Wednesday, November 10, 2004
State insurance plan signups go smoothly
Applications still coming at
enrollment period's end
By Joe Biesk
The Associated Press
FRANKFORT - Administrators have received more than 70 percent of the anticipated applications from public school employees and others seeking to enroll in the 2005 state health insurance plan, as of Tuesday.
KENTUCKY'S HEALTH PLAN
The background: Last month, the General Assembly
approved an insurance plan that offered public school employees and state
workers better benefits than a version introduced by Gov. Ernie Fletcher.
Compared with the governor's plan, the final benefits package offered participants
lower premiums, deductibles and out-of-pocket expenses.
The stakes: State officials are trying to enroll about 184,000 participants
in the 2005 state health insurance plan. Employees had an open enrollment
period from Oct. 25 to Nov. 5. Insurance companies have said they need participant
information by Dec. 10 to get insurance cards out by Jan. 1. The state plan
covers a total of about 229,000 people.
The latest: State officials have received about 72 percent of the
anticipated applications but expect to have more than 90 percent tallied
by the end of the week.
Open enrollment for eligible teachers and state employees seeking to sign up for next year's state health insurance ended Friday, meaning paperwork had to be given to insurance coordinators in different agencies across state government. State officials were expecting about 184,000 people - not including dependents - to enroll in next year's plan.
"It must have gone smoothly, because we have not received any complaints - and our members generally let us know when there are problems," said Charles Wells, executive director of the Kentucky Association of State Employees. "It seems as though the state was very accommodating."

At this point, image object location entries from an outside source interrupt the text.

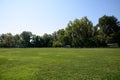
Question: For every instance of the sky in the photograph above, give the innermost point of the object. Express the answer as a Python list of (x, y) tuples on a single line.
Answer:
[(47, 16)]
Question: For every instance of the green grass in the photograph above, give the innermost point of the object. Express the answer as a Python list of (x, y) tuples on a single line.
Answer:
[(60, 64)]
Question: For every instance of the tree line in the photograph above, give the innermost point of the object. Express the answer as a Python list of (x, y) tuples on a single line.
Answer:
[(78, 33)]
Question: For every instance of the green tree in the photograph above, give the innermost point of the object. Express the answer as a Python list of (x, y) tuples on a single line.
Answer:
[(26, 37), (80, 32), (110, 28)]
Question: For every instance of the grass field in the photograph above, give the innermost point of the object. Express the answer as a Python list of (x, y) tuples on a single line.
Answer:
[(60, 64)]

State officials were working under a condensed enrollment period trying to process applications in time for participants to get their insurance cards by Jan. 1. Insurance companies have told the state they needed the information by Dec. 10.
Gov. Ernie Fletcher's initial health insurance proposal was met with huge public dissension, and teachers threatened a statewide strike just before the November election if benefits weren't restored. Fletcher called the General Assembly into special session to work only on the plan, which covers about 229,000 people.
Lawmakers avoided a statewide teachers' strike after the legislature approved a new plan that sweetened health insurance options for public school workers and state employees. Fletcher signed the plan into law hours later.
Four insurance companies - CHA Health, Anthem Blue Cross, Bluegrass Family Health and United Healthcare - are carrying the state's health insurance plan next year.
The new plan lowered premiums, deductibles and out-of-pocket expenses for people covered by it. Employee premiums across the state were standardized but with rates higher for smokers. Employees who decide to waive their coverage are eligible for flexible spending accounts of $234 per month.
As of Tuesday, the state Department of Employee Insurance had received about 72 percent of the expected applications, Personnel Cabinet spokeswoman Jodi Whitaker said. However, some applications submitted within the open enrollment period were still trickling in, she said.
State officials were expecting to receive more than 90 percent of the anticipated applications by this Friday, Whitaker said. Each of those applications has to be manually keyed into the state's system before the information can be forwarded to insurance companies, she said.
"We've been very encouraged by the number of applications we receive daily," Whitaker said.
It was still uncertain how much the state would be paying because of the shortened time frame, Whitaker said. But state officials were trying to "do it as efficiently and effectively as possible," she said.
John Wilkerson, a Kentucky Education Association field office manager, said some school districts had passed out insurance forms to their employees to help expedite the process. But he hadn't heard of people having problems enrolling, Wilkerson said.
"It's going OK. We know there are some anxieties out there," he said. "Trying to do so much within a ... two-week period is quite compressed. Is it doable? We think it is."